Lifespark’s way of doing things works – for its clients as well as its bottom line. The company reported revenue of $50 million for 2021
Opportunities for Provider Growth
With CMS (U.S. Centers for Medicare & Medicaid Services) now more focused on value-based care, where value supersedes volume as the primary focus of care delivery, the time is now for providers to take a chance on leveraging Medicare dollars on a risky population by offering a full spectrum of services, Theisen said.

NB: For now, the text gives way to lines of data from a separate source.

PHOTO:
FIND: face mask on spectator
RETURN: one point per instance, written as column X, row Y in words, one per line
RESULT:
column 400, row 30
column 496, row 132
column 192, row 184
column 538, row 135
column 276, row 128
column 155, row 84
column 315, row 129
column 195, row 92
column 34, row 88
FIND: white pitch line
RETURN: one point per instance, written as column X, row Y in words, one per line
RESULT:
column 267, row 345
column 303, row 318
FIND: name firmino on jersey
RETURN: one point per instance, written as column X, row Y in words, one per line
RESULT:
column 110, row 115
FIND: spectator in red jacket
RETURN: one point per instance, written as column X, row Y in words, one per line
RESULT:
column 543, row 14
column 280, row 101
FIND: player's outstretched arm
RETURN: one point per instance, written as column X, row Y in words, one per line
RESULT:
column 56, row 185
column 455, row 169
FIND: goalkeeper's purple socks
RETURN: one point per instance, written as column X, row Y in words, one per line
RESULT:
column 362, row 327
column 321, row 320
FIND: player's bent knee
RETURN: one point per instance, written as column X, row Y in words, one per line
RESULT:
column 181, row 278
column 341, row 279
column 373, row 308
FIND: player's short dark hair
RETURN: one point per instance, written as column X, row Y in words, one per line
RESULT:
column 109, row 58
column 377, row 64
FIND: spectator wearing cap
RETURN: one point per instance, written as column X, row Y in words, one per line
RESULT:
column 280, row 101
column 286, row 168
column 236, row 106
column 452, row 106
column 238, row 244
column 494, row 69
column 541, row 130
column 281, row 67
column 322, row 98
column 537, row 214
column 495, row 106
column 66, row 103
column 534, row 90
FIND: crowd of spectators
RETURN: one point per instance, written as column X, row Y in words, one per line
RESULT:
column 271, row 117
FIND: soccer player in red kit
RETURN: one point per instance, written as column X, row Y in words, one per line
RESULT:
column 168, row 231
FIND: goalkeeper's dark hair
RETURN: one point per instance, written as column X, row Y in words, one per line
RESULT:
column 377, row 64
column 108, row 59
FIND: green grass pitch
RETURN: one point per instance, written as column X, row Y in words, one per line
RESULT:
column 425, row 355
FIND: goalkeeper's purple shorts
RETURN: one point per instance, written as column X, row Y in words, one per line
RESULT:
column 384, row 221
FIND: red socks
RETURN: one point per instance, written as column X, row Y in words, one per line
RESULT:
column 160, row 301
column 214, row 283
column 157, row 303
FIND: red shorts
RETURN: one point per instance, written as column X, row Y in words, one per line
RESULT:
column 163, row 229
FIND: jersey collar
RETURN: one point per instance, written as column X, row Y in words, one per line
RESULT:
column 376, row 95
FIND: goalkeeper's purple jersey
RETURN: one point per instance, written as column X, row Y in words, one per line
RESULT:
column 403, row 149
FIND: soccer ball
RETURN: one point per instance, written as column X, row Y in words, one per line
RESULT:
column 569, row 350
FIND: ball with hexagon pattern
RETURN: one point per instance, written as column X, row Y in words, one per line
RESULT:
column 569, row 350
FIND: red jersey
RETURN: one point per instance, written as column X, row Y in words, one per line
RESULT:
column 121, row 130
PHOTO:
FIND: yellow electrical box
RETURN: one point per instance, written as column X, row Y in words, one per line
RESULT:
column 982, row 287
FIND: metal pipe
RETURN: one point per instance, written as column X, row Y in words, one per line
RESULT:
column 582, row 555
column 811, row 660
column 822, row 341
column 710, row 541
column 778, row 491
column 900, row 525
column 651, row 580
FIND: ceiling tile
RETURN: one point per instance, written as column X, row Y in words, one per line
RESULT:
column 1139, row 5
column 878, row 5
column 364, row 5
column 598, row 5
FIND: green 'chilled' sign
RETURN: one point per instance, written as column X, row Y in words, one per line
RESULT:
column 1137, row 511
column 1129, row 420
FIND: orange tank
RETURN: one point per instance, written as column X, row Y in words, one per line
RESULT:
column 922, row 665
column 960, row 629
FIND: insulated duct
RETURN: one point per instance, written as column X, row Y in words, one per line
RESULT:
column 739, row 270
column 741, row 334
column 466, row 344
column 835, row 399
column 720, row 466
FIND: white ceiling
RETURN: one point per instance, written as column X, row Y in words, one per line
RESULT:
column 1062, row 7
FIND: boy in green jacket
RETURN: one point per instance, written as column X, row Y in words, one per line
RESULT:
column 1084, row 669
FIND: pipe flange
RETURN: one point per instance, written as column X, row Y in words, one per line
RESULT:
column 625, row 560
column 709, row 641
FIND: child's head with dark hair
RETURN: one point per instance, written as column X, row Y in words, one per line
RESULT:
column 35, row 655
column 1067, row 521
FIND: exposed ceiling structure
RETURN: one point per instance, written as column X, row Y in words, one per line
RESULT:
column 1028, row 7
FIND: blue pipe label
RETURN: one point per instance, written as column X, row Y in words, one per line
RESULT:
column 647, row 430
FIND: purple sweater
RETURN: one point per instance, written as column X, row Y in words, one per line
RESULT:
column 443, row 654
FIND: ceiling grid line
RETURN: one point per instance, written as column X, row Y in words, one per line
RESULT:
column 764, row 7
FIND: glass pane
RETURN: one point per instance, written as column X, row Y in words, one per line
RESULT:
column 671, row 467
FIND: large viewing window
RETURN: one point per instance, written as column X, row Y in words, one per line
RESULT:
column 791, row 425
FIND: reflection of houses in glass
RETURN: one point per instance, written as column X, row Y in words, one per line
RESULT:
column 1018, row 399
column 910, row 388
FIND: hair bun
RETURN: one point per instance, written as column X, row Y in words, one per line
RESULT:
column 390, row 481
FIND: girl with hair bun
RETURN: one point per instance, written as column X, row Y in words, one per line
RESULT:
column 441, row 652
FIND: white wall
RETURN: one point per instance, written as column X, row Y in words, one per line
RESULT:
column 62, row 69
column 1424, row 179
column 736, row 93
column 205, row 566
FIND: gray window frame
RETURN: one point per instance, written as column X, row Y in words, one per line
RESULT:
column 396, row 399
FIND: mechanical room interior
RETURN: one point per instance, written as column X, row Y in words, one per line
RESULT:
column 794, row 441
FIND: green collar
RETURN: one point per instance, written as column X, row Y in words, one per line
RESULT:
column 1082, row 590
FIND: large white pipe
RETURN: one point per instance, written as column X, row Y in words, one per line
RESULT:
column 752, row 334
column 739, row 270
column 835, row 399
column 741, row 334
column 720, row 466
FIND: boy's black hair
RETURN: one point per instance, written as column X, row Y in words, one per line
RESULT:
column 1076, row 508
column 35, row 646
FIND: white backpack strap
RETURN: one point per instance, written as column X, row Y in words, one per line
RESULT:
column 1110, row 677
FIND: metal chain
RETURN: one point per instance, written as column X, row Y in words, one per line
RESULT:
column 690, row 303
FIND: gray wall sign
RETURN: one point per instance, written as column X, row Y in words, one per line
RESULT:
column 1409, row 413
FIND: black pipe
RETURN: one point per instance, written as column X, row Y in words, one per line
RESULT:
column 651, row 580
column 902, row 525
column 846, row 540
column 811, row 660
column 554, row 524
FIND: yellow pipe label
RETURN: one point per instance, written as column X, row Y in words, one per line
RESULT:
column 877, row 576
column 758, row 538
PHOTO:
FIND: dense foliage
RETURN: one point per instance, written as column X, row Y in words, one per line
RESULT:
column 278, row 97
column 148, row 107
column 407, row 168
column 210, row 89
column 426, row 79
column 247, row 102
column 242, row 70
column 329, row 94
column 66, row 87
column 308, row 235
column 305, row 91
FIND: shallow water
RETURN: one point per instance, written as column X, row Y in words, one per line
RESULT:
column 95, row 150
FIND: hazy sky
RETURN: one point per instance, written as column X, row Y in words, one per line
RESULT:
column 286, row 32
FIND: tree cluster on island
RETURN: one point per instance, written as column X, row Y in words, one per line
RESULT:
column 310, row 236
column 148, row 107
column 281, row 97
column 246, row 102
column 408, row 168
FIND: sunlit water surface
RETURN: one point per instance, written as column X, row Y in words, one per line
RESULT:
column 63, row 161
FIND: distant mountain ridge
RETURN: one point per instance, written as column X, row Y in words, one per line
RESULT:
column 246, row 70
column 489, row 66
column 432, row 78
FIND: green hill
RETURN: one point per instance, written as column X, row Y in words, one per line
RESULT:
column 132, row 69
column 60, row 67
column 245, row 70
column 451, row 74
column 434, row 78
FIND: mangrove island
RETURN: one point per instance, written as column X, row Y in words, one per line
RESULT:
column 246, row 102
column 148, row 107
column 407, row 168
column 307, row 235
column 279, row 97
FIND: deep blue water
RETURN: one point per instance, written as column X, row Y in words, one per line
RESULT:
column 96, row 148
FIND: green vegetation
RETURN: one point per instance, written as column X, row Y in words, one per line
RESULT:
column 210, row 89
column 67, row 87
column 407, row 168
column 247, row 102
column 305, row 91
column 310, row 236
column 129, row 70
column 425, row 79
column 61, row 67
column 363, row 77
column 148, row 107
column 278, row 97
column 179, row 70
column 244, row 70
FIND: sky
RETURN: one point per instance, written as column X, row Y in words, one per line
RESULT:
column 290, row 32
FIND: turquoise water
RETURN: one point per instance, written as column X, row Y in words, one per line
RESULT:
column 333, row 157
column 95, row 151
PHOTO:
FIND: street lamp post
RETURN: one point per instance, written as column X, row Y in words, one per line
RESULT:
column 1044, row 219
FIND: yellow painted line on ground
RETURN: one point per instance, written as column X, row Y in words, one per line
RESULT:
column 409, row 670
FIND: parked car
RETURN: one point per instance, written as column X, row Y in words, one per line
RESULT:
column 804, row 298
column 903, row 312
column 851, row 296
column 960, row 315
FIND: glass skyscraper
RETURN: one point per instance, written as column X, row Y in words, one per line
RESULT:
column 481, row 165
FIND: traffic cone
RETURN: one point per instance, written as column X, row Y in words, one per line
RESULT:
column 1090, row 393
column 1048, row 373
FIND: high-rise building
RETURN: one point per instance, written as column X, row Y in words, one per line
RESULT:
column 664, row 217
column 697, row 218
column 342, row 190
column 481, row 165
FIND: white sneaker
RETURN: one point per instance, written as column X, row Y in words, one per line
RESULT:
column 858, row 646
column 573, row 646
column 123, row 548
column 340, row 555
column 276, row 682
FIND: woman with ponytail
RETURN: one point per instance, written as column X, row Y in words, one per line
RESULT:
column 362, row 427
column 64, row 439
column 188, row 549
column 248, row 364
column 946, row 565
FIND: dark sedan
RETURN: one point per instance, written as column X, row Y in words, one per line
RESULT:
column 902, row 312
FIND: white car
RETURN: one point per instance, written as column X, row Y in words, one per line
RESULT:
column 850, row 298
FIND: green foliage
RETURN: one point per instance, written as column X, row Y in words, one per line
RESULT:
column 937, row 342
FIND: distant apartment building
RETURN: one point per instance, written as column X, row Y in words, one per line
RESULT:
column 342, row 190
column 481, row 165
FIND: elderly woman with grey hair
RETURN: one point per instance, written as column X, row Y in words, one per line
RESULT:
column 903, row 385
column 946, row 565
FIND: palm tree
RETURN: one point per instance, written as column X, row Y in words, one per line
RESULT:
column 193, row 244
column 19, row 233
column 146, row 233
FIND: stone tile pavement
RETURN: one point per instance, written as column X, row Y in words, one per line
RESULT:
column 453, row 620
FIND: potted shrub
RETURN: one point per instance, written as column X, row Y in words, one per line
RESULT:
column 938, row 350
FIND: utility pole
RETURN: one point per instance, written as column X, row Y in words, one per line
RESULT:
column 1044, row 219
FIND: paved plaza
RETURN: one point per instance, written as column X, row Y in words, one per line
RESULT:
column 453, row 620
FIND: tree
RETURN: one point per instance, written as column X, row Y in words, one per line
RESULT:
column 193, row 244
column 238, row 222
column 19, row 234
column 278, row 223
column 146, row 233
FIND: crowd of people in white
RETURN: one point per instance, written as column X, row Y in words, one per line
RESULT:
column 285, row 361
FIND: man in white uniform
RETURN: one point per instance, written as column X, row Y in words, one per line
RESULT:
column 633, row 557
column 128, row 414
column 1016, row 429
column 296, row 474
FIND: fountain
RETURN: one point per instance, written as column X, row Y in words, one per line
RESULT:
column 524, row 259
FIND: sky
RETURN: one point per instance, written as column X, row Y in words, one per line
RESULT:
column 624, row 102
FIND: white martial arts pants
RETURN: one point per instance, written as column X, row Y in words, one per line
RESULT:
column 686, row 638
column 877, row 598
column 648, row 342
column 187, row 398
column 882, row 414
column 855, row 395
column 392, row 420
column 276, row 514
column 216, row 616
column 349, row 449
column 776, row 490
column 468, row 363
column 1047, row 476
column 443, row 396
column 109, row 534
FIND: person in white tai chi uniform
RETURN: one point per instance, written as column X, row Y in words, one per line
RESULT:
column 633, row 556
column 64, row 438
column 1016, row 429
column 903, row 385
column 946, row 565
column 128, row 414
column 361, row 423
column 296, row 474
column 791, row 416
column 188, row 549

Industry providers need to think differently about how to access all available funds. Imagine a client has two wallets – one out-of-pocket (money they’ve saved to pay for services) and earned benefits, like Medicare or Medicaid. Knowing how to negotiate through the myriad of government programs (various facets of the Affordable Care Act, Medicare Advantage, and others) helps to identify additional revenue streams, Theisen said. “This is the total-TOTAL-cost of care when you look at both sides of the wallet affecting consumers.
“If you’re willing to take that global risk, you can play ball,” he told those in the audience. “You don’t want to take risks without good data and analytics… It’s unlike any time in history to get access to them (Medicare dollars). “This is a chance for you to blow up and win in the market,” he added.
Traditional assisted living facilities experience lower revenue as a fee-for-service model due to lower occupancy rates and increased expenses from labor and client acquisition costs. The value-based model Lifespark employs sees higher revenue from increased length of stay at its 37 senior living and three skilled nursing facilities in Minnesota and Wisconsin, being a magnet for new clients due to positive outcomes and client satisfaction, and savings from an improved culture and reduced client attainment costs.
The result: a 5 to 15 percent net operating income increase, Theisen said, with savings being able to be invested back into a client’s experience.
“It’s a better path forward,” he said of Lifespark’s model. “It’s probably the best opportunity ever with the trends that are happening to make a real pivot and change the industry for the better.”